Reputation: 105
I'm building a project and within this project i have a one-to-one chat. Each chats are stored using the realtime database from firebase (I'm using the react-native-firebase librairy here).
My data tree currently looks like it :
We have something like that : chat/{currentUserID}/{userID} then the messages are stored here and send to the database using the push() method which auto-generate an ID.
Basically what i'm trying to do is to do some cleaning by removing any messages from more than 7 days ago. I already have the logic for that and im doing it for another part of my app here :
const randomTestTimerDB = Date.now() - 1
admin.database()
.ref('/publicChat')
.orderByChild('timestamp')
.endAt(randomTestTimerDB)
.once('value')
.then((snapshot) => {
snapshot.forEach((snap) => {
snap.ref.remove()
})
})
This works just fine. But my problem here is that i'm using a cloud function do to that so i can't follow my tree to reach them as they are nested below and below IDs i don't have from there.
Knowing that inside the chat collection we can find all users that already sent a message. Knowing also each of theses contain the documents (userID) from all users the currentUser interact with and below each of theses documents, attached to the userID document we finally have all the messages shared between these two users.

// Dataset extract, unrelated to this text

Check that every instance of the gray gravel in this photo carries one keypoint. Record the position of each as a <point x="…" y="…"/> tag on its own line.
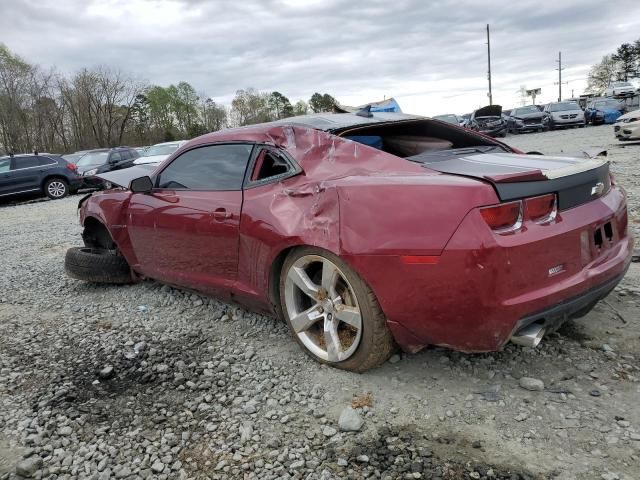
<point x="148" y="381"/>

I tried to reach them using different ways like calling the database directly within a forEach method to grad the snapshot.id of each and maybe get the child().val() afterwards but it doesn'st seem to work.
Here is what the code of what i tried so far :
admin.database()
.ref('/chat')
.once('value')
.then((snapshot) => {
snapshot.forEach((snap) => {
if(snap.child().val().timestamp <= randomTestTimerDB) {
snap.ref.remove()
}
})
})
admin.database()
.ref('/chat')
.once('value')
.then((snapshot) => {
snapshot.forEach((snap) => {
admin.database().ref(`/chat/${snap.id}`).orderByChild('timestamp').endAt(randomTestTimerDB).once('value').then((snp) => {
snp.forEach((eachSnp) => {
eachSnp.ref.remove()
})
})
})
})
How can i grab those nested messages in the easiest way possible ? If this is even possible or should i think of another way to store and organise my data tree to make it easier ?
Thanks for your help !
Upvotes: 0
Views: 631
Reputation: 598797
If you're reading the entire chat
node, you can loop over the various levels like this:
admin.database().ref('/chat').once('value').then((snapshot) => {
snapshot.forEach((user1Snapshot) => {
user1Snapshot.forEach((user2Snapshot) => {
console.log(`Chat between ${user1Snapshot.key} and {$user2Snapshot.key}`);
// TODO: perform a query on user2Snaphot.ref
})
})
})
This reads the entire chats
node though, including messages that you're not going to delete.
If you want to only read the data that you're going to delete, you have to already know all UID pairs that exist under chats
.
The best way to do that is by storing the UID pairs somewhere too, so that you can access them without also downloading all chat messages. So something like:
"existing_chats": {
"$uid1_$uid2": true,
"$uid2_$uid3": true
}
Now you can read the UID pairs from this structure, loop through them, and then perform a cutoff query for each pair.
Finally, you could also consider keeping a single flat list of the paths to all messages and the expiration timestamp as their value:
"message_expirations": {
"$uid1_$uid2_$messageid1": 127864586723459,
"$uid1_$uid2_$messageid2": 127864586723469,
...
}
With this, you can do a single query with orderByValue
on expired messages, and then delete them all. While it leads to the most data duplication, it is the most direct representation of your use-case in the data structure, which I often find easiest to maintain.
If you choose this approach, don't forget to also remove the expired nodes from message_expirations
(preferably with a multi-path update), so that this node also doesn't keep growing infinitely.